You can look at it a few ways:
- The EVSE he was using was too low power.
- Tesla put too big of a battery heater in the car.
- Tesla put a fixed power battery heater in the car.
In the Model 3 Tesla solved #3 by making the motor/inverter the battery heater so they can control how much power they turn into heat.
From what I have seen the battery heater draws 6kW. The charger efficiency is around 90%, and there is ~0.5kW of other draw while charging. (Coolant pumps, screens, computers, etc.) So you need an EVSE that can provide at least 7.2kW to be able to run the battery heater. So if you have a 30A @ 240v EVSE you should be good. But if your EVSE is on commercial power you would need 35A @ 207v.
The OP said he was charging at 30A @ 240v, but his screen capture showed 214v.
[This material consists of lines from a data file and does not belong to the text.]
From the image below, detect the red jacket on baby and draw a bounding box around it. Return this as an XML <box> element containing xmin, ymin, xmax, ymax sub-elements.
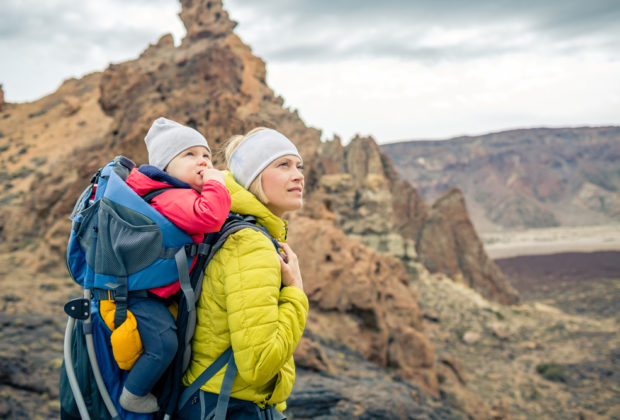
<box><xmin>127</xmin><ymin>165</ymin><xmax>230</xmax><ymax>298</ymax></box>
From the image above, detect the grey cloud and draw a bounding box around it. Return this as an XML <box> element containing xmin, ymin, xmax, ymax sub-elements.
<box><xmin>224</xmin><ymin>0</ymin><xmax>620</xmax><ymax>61</ymax></box>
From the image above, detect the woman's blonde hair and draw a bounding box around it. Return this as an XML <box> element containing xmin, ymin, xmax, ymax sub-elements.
<box><xmin>224</xmin><ymin>127</ymin><xmax>269</xmax><ymax>204</ymax></box>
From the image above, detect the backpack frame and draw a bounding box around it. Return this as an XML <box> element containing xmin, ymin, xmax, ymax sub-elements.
<box><xmin>60</xmin><ymin>156</ymin><xmax>279</xmax><ymax>420</ymax></box>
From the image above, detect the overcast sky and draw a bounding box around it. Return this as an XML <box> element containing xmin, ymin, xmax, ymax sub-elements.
<box><xmin>0</xmin><ymin>0</ymin><xmax>620</xmax><ymax>143</ymax></box>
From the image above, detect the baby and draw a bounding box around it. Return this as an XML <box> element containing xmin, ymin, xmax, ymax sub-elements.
<box><xmin>120</xmin><ymin>118</ymin><xmax>230</xmax><ymax>413</ymax></box>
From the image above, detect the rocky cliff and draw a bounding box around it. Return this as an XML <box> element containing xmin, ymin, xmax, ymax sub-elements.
<box><xmin>0</xmin><ymin>0</ymin><xmax>518</xmax><ymax>418</ymax></box>
<box><xmin>381</xmin><ymin>127</ymin><xmax>620</xmax><ymax>231</ymax></box>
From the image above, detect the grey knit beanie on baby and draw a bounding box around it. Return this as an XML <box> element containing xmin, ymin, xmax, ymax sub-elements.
<box><xmin>144</xmin><ymin>117</ymin><xmax>211</xmax><ymax>171</ymax></box>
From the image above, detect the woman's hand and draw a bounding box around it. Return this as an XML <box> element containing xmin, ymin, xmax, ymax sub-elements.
<box><xmin>278</xmin><ymin>242</ymin><xmax>304</xmax><ymax>290</ymax></box>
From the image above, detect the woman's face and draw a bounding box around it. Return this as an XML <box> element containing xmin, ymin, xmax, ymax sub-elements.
<box><xmin>261</xmin><ymin>155</ymin><xmax>304</xmax><ymax>217</ymax></box>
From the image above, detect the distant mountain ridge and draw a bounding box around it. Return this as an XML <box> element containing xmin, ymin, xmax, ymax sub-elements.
<box><xmin>381</xmin><ymin>126</ymin><xmax>620</xmax><ymax>232</ymax></box>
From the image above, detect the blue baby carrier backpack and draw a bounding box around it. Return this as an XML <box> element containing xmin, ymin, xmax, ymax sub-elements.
<box><xmin>60</xmin><ymin>156</ymin><xmax>277</xmax><ymax>420</ymax></box>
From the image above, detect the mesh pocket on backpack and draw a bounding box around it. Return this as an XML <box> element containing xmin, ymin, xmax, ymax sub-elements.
<box><xmin>95</xmin><ymin>199</ymin><xmax>163</xmax><ymax>276</ymax></box>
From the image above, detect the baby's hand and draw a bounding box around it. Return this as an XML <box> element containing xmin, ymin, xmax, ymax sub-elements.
<box><xmin>202</xmin><ymin>168</ymin><xmax>225</xmax><ymax>185</ymax></box>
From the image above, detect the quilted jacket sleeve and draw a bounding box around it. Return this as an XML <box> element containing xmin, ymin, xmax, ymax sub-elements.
<box><xmin>224</xmin><ymin>229</ymin><xmax>308</xmax><ymax>385</ymax></box>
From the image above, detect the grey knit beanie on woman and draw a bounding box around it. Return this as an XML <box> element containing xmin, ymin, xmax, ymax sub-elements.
<box><xmin>144</xmin><ymin>117</ymin><xmax>211</xmax><ymax>171</ymax></box>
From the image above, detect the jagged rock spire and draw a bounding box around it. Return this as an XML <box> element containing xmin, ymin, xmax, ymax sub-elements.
<box><xmin>179</xmin><ymin>0</ymin><xmax>237</xmax><ymax>42</ymax></box>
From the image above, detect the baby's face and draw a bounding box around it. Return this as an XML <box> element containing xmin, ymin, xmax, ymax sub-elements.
<box><xmin>166</xmin><ymin>146</ymin><xmax>213</xmax><ymax>192</ymax></box>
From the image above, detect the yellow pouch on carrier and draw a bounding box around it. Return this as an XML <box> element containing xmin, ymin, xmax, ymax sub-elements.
<box><xmin>99</xmin><ymin>300</ymin><xmax>144</xmax><ymax>370</ymax></box>
<box><xmin>99</xmin><ymin>300</ymin><xmax>179</xmax><ymax>370</ymax></box>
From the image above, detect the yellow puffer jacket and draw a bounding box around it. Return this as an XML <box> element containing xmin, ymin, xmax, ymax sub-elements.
<box><xmin>183</xmin><ymin>173</ymin><xmax>308</xmax><ymax>410</ymax></box>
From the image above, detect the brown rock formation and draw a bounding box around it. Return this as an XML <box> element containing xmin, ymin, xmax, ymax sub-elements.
<box><xmin>381</xmin><ymin>127</ymin><xmax>620</xmax><ymax>230</ymax></box>
<box><xmin>309</xmin><ymin>137</ymin><xmax>519</xmax><ymax>304</ymax></box>
<box><xmin>417</xmin><ymin>188</ymin><xmax>519</xmax><ymax>304</ymax></box>
<box><xmin>0</xmin><ymin>0</ymin><xmax>503</xmax><ymax>416</ymax></box>
<box><xmin>290</xmin><ymin>217</ymin><xmax>439</xmax><ymax>396</ymax></box>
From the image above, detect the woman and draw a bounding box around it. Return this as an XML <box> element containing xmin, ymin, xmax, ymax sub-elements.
<box><xmin>179</xmin><ymin>128</ymin><xmax>308</xmax><ymax>419</ymax></box>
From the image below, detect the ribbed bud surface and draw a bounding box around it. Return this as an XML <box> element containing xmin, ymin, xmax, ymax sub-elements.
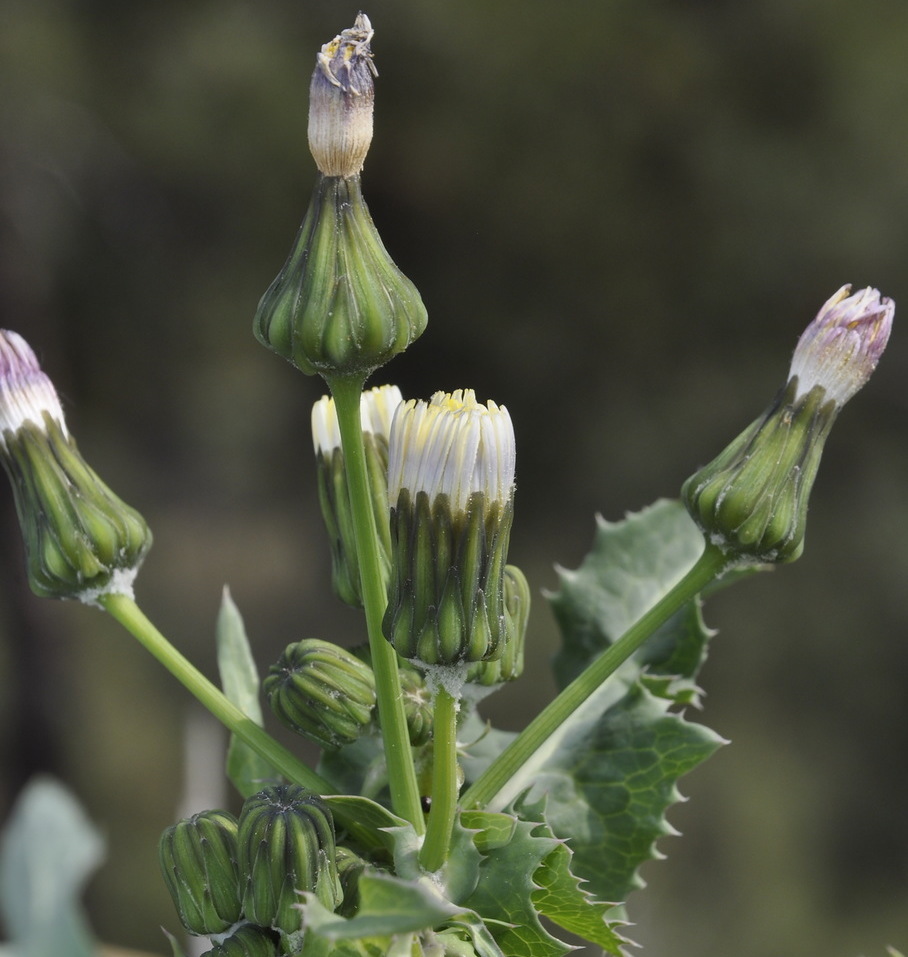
<box><xmin>158</xmin><ymin>811</ymin><xmax>241</xmax><ymax>934</ymax></box>
<box><xmin>237</xmin><ymin>785</ymin><xmax>341</xmax><ymax>934</ymax></box>
<box><xmin>253</xmin><ymin>176</ymin><xmax>427</xmax><ymax>377</ymax></box>
<box><xmin>383</xmin><ymin>390</ymin><xmax>515</xmax><ymax>666</ymax></box>
<box><xmin>262</xmin><ymin>638</ymin><xmax>375</xmax><ymax>751</ymax></box>
<box><xmin>0</xmin><ymin>331</ymin><xmax>151</xmax><ymax>602</ymax></box>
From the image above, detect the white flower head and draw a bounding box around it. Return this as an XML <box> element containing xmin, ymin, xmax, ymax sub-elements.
<box><xmin>788</xmin><ymin>286</ymin><xmax>895</xmax><ymax>407</ymax></box>
<box><xmin>312</xmin><ymin>385</ymin><xmax>404</xmax><ymax>455</ymax></box>
<box><xmin>388</xmin><ymin>389</ymin><xmax>516</xmax><ymax>512</ymax></box>
<box><xmin>0</xmin><ymin>329</ymin><xmax>69</xmax><ymax>449</ymax></box>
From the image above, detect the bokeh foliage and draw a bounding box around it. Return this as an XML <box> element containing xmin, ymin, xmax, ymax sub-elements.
<box><xmin>0</xmin><ymin>0</ymin><xmax>908</xmax><ymax>957</ymax></box>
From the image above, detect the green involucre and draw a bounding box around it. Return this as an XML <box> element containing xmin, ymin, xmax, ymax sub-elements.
<box><xmin>158</xmin><ymin>810</ymin><xmax>240</xmax><ymax>934</ymax></box>
<box><xmin>253</xmin><ymin>174</ymin><xmax>427</xmax><ymax>376</ymax></box>
<box><xmin>2</xmin><ymin>413</ymin><xmax>152</xmax><ymax>598</ymax></box>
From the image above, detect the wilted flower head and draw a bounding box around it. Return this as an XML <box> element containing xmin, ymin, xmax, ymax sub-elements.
<box><xmin>681</xmin><ymin>286</ymin><xmax>895</xmax><ymax>563</ymax></box>
<box><xmin>788</xmin><ymin>285</ymin><xmax>895</xmax><ymax>406</ymax></box>
<box><xmin>0</xmin><ymin>330</ymin><xmax>151</xmax><ymax>603</ymax></box>
<box><xmin>384</xmin><ymin>390</ymin><xmax>515</xmax><ymax>667</ymax></box>
<box><xmin>0</xmin><ymin>330</ymin><xmax>69</xmax><ymax>448</ymax></box>
<box><xmin>309</xmin><ymin>13</ymin><xmax>378</xmax><ymax>176</ymax></box>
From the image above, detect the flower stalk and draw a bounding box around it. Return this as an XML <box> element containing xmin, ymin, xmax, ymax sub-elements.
<box><xmin>460</xmin><ymin>543</ymin><xmax>729</xmax><ymax>811</ymax></box>
<box><xmin>327</xmin><ymin>377</ymin><xmax>425</xmax><ymax>833</ymax></box>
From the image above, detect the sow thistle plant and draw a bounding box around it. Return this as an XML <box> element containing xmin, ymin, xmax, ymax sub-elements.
<box><xmin>0</xmin><ymin>14</ymin><xmax>894</xmax><ymax>957</ymax></box>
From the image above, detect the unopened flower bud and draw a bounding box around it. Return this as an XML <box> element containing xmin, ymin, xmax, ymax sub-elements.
<box><xmin>309</xmin><ymin>13</ymin><xmax>378</xmax><ymax>176</ymax></box>
<box><xmin>681</xmin><ymin>286</ymin><xmax>895</xmax><ymax>563</ymax></box>
<box><xmin>253</xmin><ymin>16</ymin><xmax>427</xmax><ymax>379</ymax></box>
<box><xmin>384</xmin><ymin>390</ymin><xmax>515</xmax><ymax>666</ymax></box>
<box><xmin>158</xmin><ymin>811</ymin><xmax>241</xmax><ymax>934</ymax></box>
<box><xmin>237</xmin><ymin>784</ymin><xmax>341</xmax><ymax>934</ymax></box>
<box><xmin>466</xmin><ymin>565</ymin><xmax>530</xmax><ymax>690</ymax></box>
<box><xmin>202</xmin><ymin>924</ymin><xmax>281</xmax><ymax>957</ymax></box>
<box><xmin>0</xmin><ymin>330</ymin><xmax>151</xmax><ymax>603</ymax></box>
<box><xmin>312</xmin><ymin>385</ymin><xmax>402</xmax><ymax>606</ymax></box>
<box><xmin>262</xmin><ymin>638</ymin><xmax>375</xmax><ymax>751</ymax></box>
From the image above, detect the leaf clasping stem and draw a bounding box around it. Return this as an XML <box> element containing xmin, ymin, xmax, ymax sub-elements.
<box><xmin>98</xmin><ymin>595</ymin><xmax>335</xmax><ymax>794</ymax></box>
<box><xmin>461</xmin><ymin>542</ymin><xmax>729</xmax><ymax>810</ymax></box>
<box><xmin>326</xmin><ymin>376</ymin><xmax>425</xmax><ymax>834</ymax></box>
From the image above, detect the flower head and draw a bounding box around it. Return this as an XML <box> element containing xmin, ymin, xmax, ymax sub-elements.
<box><xmin>309</xmin><ymin>13</ymin><xmax>378</xmax><ymax>176</ymax></box>
<box><xmin>788</xmin><ymin>285</ymin><xmax>895</xmax><ymax>406</ymax></box>
<box><xmin>312</xmin><ymin>385</ymin><xmax>403</xmax><ymax>606</ymax></box>
<box><xmin>384</xmin><ymin>390</ymin><xmax>515</xmax><ymax>667</ymax></box>
<box><xmin>388</xmin><ymin>389</ymin><xmax>516</xmax><ymax>512</ymax></box>
<box><xmin>0</xmin><ymin>330</ymin><xmax>151</xmax><ymax>603</ymax></box>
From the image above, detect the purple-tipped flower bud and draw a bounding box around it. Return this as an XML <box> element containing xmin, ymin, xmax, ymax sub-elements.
<box><xmin>384</xmin><ymin>390</ymin><xmax>515</xmax><ymax>665</ymax></box>
<box><xmin>309</xmin><ymin>13</ymin><xmax>378</xmax><ymax>176</ymax></box>
<box><xmin>788</xmin><ymin>286</ymin><xmax>895</xmax><ymax>407</ymax></box>
<box><xmin>312</xmin><ymin>385</ymin><xmax>403</xmax><ymax>607</ymax></box>
<box><xmin>0</xmin><ymin>330</ymin><xmax>151</xmax><ymax>603</ymax></box>
<box><xmin>262</xmin><ymin>638</ymin><xmax>375</xmax><ymax>751</ymax></box>
<box><xmin>253</xmin><ymin>14</ymin><xmax>427</xmax><ymax>380</ymax></box>
<box><xmin>681</xmin><ymin>286</ymin><xmax>895</xmax><ymax>563</ymax></box>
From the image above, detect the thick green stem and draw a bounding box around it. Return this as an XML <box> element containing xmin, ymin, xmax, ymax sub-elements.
<box><xmin>419</xmin><ymin>686</ymin><xmax>459</xmax><ymax>872</ymax></box>
<box><xmin>98</xmin><ymin>595</ymin><xmax>336</xmax><ymax>794</ymax></box>
<box><xmin>461</xmin><ymin>544</ymin><xmax>728</xmax><ymax>809</ymax></box>
<box><xmin>328</xmin><ymin>377</ymin><xmax>425</xmax><ymax>833</ymax></box>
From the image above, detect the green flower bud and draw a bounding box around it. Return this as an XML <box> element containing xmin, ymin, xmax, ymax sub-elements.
<box><xmin>467</xmin><ymin>565</ymin><xmax>530</xmax><ymax>691</ymax></box>
<box><xmin>681</xmin><ymin>286</ymin><xmax>895</xmax><ymax>563</ymax></box>
<box><xmin>0</xmin><ymin>330</ymin><xmax>151</xmax><ymax>604</ymax></box>
<box><xmin>202</xmin><ymin>924</ymin><xmax>281</xmax><ymax>957</ymax></box>
<box><xmin>384</xmin><ymin>390</ymin><xmax>515</xmax><ymax>666</ymax></box>
<box><xmin>253</xmin><ymin>15</ymin><xmax>427</xmax><ymax>378</ymax></box>
<box><xmin>312</xmin><ymin>385</ymin><xmax>403</xmax><ymax>607</ymax></box>
<box><xmin>237</xmin><ymin>785</ymin><xmax>341</xmax><ymax>934</ymax></box>
<box><xmin>158</xmin><ymin>811</ymin><xmax>240</xmax><ymax>934</ymax></box>
<box><xmin>262</xmin><ymin>638</ymin><xmax>375</xmax><ymax>751</ymax></box>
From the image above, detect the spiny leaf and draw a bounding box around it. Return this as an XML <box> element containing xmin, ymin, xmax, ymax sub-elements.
<box><xmin>533</xmin><ymin>816</ymin><xmax>628</xmax><ymax>957</ymax></box>
<box><xmin>464</xmin><ymin>812</ymin><xmax>571</xmax><ymax>957</ymax></box>
<box><xmin>217</xmin><ymin>586</ymin><xmax>280</xmax><ymax>798</ymax></box>
<box><xmin>301</xmin><ymin>871</ymin><xmax>463</xmax><ymax>941</ymax></box>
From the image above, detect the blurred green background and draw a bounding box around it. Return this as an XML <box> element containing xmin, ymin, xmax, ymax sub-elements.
<box><xmin>0</xmin><ymin>0</ymin><xmax>908</xmax><ymax>957</ymax></box>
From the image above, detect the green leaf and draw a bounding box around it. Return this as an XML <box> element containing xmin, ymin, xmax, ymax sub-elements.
<box><xmin>301</xmin><ymin>871</ymin><xmax>463</xmax><ymax>941</ymax></box>
<box><xmin>217</xmin><ymin>586</ymin><xmax>280</xmax><ymax>798</ymax></box>
<box><xmin>464</xmin><ymin>811</ymin><xmax>571</xmax><ymax>957</ymax></box>
<box><xmin>0</xmin><ymin>778</ymin><xmax>104</xmax><ymax>957</ymax></box>
<box><xmin>536</xmin><ymin>501</ymin><xmax>723</xmax><ymax>901</ymax></box>
<box><xmin>533</xmin><ymin>824</ymin><xmax>628</xmax><ymax>957</ymax></box>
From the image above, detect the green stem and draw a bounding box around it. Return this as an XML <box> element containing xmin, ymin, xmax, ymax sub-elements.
<box><xmin>461</xmin><ymin>544</ymin><xmax>728</xmax><ymax>808</ymax></box>
<box><xmin>98</xmin><ymin>595</ymin><xmax>336</xmax><ymax>794</ymax></box>
<box><xmin>328</xmin><ymin>376</ymin><xmax>425</xmax><ymax>834</ymax></box>
<box><xmin>419</xmin><ymin>685</ymin><xmax>460</xmax><ymax>873</ymax></box>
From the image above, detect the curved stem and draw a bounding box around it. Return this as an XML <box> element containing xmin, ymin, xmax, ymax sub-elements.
<box><xmin>419</xmin><ymin>685</ymin><xmax>459</xmax><ymax>872</ymax></box>
<box><xmin>461</xmin><ymin>544</ymin><xmax>728</xmax><ymax>808</ymax></box>
<box><xmin>98</xmin><ymin>595</ymin><xmax>336</xmax><ymax>794</ymax></box>
<box><xmin>328</xmin><ymin>377</ymin><xmax>425</xmax><ymax>834</ymax></box>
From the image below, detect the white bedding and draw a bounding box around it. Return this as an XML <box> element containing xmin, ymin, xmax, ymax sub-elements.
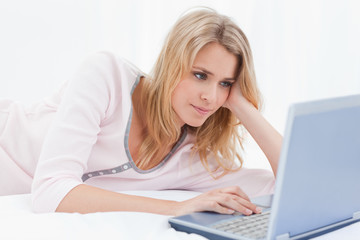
<box><xmin>0</xmin><ymin>191</ymin><xmax>360</xmax><ymax>240</ymax></box>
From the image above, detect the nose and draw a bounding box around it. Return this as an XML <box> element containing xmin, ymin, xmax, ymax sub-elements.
<box><xmin>200</xmin><ymin>84</ymin><xmax>217</xmax><ymax>103</ymax></box>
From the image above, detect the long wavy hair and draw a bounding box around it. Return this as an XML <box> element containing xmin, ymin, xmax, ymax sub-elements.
<box><xmin>138</xmin><ymin>8</ymin><xmax>261</xmax><ymax>176</ymax></box>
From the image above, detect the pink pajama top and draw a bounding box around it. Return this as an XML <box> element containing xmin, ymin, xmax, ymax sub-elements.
<box><xmin>0</xmin><ymin>52</ymin><xmax>274</xmax><ymax>212</ymax></box>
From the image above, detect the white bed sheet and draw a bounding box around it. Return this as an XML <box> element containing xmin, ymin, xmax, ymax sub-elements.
<box><xmin>0</xmin><ymin>191</ymin><xmax>360</xmax><ymax>240</ymax></box>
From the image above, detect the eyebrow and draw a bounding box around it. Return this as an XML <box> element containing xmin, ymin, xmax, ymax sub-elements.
<box><xmin>193</xmin><ymin>66</ymin><xmax>236</xmax><ymax>81</ymax></box>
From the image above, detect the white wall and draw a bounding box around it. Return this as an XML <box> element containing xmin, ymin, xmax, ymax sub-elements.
<box><xmin>0</xmin><ymin>0</ymin><xmax>360</xmax><ymax>168</ymax></box>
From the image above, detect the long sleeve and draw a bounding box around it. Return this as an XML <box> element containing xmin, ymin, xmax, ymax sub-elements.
<box><xmin>32</xmin><ymin>53</ymin><xmax>114</xmax><ymax>212</ymax></box>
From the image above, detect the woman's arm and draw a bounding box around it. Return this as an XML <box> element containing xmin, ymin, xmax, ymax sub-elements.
<box><xmin>224</xmin><ymin>83</ymin><xmax>282</xmax><ymax>177</ymax></box>
<box><xmin>56</xmin><ymin>184</ymin><xmax>261</xmax><ymax>216</ymax></box>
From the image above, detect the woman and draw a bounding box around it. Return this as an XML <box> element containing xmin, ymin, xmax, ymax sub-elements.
<box><xmin>0</xmin><ymin>9</ymin><xmax>281</xmax><ymax>215</ymax></box>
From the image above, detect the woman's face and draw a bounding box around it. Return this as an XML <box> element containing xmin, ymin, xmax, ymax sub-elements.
<box><xmin>171</xmin><ymin>42</ymin><xmax>237</xmax><ymax>127</ymax></box>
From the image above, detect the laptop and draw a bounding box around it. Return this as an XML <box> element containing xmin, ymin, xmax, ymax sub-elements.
<box><xmin>169</xmin><ymin>95</ymin><xmax>360</xmax><ymax>240</ymax></box>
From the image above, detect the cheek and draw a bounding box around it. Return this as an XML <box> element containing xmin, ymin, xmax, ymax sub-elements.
<box><xmin>218</xmin><ymin>89</ymin><xmax>230</xmax><ymax>107</ymax></box>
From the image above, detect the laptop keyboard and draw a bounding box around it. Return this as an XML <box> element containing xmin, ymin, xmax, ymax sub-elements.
<box><xmin>212</xmin><ymin>211</ymin><xmax>270</xmax><ymax>239</ymax></box>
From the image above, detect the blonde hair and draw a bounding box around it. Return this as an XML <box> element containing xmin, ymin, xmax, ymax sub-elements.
<box><xmin>138</xmin><ymin>8</ymin><xmax>260</xmax><ymax>175</ymax></box>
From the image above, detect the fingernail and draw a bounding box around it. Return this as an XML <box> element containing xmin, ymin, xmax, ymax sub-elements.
<box><xmin>228</xmin><ymin>209</ymin><xmax>235</xmax><ymax>214</ymax></box>
<box><xmin>245</xmin><ymin>209</ymin><xmax>252</xmax><ymax>215</ymax></box>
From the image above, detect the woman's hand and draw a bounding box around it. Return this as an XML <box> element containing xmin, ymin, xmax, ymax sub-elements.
<box><xmin>223</xmin><ymin>77</ymin><xmax>254</xmax><ymax>112</ymax></box>
<box><xmin>175</xmin><ymin>186</ymin><xmax>261</xmax><ymax>216</ymax></box>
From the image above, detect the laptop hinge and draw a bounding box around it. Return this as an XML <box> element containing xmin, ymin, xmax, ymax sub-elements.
<box><xmin>353</xmin><ymin>211</ymin><xmax>360</xmax><ymax>220</ymax></box>
<box><xmin>276</xmin><ymin>233</ymin><xmax>290</xmax><ymax>240</ymax></box>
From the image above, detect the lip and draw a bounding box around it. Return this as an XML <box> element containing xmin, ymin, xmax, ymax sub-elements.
<box><xmin>191</xmin><ymin>105</ymin><xmax>211</xmax><ymax>116</ymax></box>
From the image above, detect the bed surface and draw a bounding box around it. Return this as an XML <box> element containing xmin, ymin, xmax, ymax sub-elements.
<box><xmin>0</xmin><ymin>191</ymin><xmax>360</xmax><ymax>240</ymax></box>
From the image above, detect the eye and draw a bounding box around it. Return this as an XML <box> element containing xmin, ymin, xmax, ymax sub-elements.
<box><xmin>220</xmin><ymin>81</ymin><xmax>233</xmax><ymax>88</ymax></box>
<box><xmin>194</xmin><ymin>72</ymin><xmax>207</xmax><ymax>80</ymax></box>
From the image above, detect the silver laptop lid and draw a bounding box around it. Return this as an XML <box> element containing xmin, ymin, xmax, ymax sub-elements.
<box><xmin>268</xmin><ymin>95</ymin><xmax>360</xmax><ymax>239</ymax></box>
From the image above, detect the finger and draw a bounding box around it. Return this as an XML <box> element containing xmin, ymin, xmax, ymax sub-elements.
<box><xmin>217</xmin><ymin>193</ymin><xmax>261</xmax><ymax>215</ymax></box>
<box><xmin>205</xmin><ymin>201</ymin><xmax>235</xmax><ymax>214</ymax></box>
<box><xmin>236</xmin><ymin>198</ymin><xmax>262</xmax><ymax>213</ymax></box>
<box><xmin>220</xmin><ymin>186</ymin><xmax>250</xmax><ymax>201</ymax></box>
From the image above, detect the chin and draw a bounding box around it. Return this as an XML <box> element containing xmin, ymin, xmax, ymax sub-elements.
<box><xmin>186</xmin><ymin>120</ymin><xmax>205</xmax><ymax>127</ymax></box>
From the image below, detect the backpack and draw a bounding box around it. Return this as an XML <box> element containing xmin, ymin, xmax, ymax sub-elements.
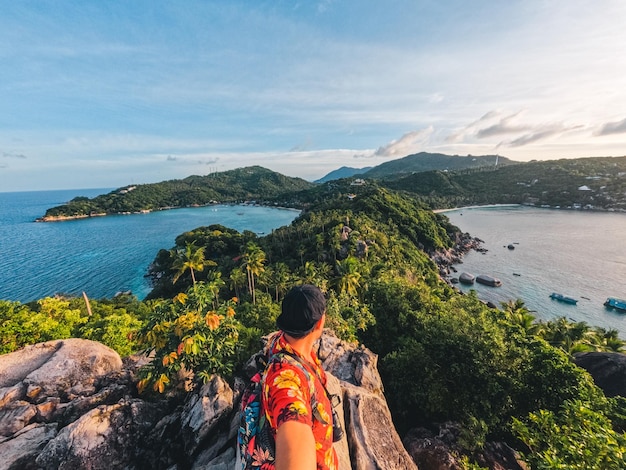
<box><xmin>237</xmin><ymin>351</ymin><xmax>316</xmax><ymax>470</ymax></box>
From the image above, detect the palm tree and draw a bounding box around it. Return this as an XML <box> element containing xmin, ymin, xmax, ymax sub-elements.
<box><xmin>337</xmin><ymin>256</ymin><xmax>361</xmax><ymax>297</ymax></box>
<box><xmin>243</xmin><ymin>242</ymin><xmax>265</xmax><ymax>304</ymax></box>
<box><xmin>274</xmin><ymin>262</ymin><xmax>291</xmax><ymax>302</ymax></box>
<box><xmin>500</xmin><ymin>299</ymin><xmax>539</xmax><ymax>334</ymax></box>
<box><xmin>170</xmin><ymin>242</ymin><xmax>217</xmax><ymax>286</ymax></box>
<box><xmin>229</xmin><ymin>268</ymin><xmax>246</xmax><ymax>297</ymax></box>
So there was only 6.4kW of power available. (He was very close to having enough power available.)
Of course only Tesla knows exactly what the parameters they use to determine if the battery heater can be run while charging or not. (They could have just set the limit to 35A, or it could be 40A. Or maybe they set it to 32A since that is what their Gen2 UMC provides.)
Someone should test it out with a Tesla WC. (But the only options it has to configure are for 28A, 32A, 36A, and 40A which I guess would be good enough.)
@yobigd20 What were the specs on the charger at the Holiday Inn? (Or was the screen capture from that one and not the one near the train station?)